Bondi paga dazio alla sua impolitica purezza o – come insinua sul Foglio Salvatore Merlo – la sua improvvida sortita va interpretata come un’inconsulta esplicitazione del Berlusconi-pensiero. Oppure – come malignano alcune voci di dentro – si tratta solo dello sfogo di un risentito. Comunque sia, è prevedibile che le questioni da lui poste (ma anche da Scajola) torneranno prepotentemente d’attualità all’indomani delle elezioni. Tutti in Forza Italia – persino chi per l’occasione sfoggia obbedienza cieca, pronta ed assoluta – è consapevole che nulla sarà come prima dopo le “europee”. E ciò a prescindere dal risultato delle urne: Berlusconi è un leone ingabbiato in una ridotta agibilità politica che alla distanza ne può fiaccare lo spirito, il partito non si è mai realmente radicato sul territorio e somiglia sempre di più a rissose tribù tenute insieme alla meno peggio solo dal collante dalla leadership. Il resto lo ha fatto il Porcellum chiudendo gli spazi di reale partecipazione e, con essi, criteri virtuosi di selezione di classe dirigente. Insomma, di carne sul fuoco ce n’è davvero tanta.
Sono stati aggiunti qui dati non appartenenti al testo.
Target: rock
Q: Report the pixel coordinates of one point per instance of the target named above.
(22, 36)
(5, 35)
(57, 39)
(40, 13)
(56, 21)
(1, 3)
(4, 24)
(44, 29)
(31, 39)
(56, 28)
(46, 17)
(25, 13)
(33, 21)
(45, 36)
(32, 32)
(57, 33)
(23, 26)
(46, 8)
È quindi auspicabile che ad urne chiuse Forza Italia e l’intero centrodestra s’interroghino sul percorso compiuto negli ultimi dieci anni per chiedersi se le defezioni di Casini, Fini, Alfano e di tanti altri meno noti non siano state trattate con eccessiva disinvoltura autoassolutoria e se, al contrario, esse non vadano semmai imputate ad un modello di organizzazione che s’illudeva di poter resistere all’usura del tempo e della lotta politica trincerandosi esclusivamente dietro la forza propulsiva della leadership. Oggi che questa sembra affievolirsi, la provocazione del soldato Bondi può tornare più che utile.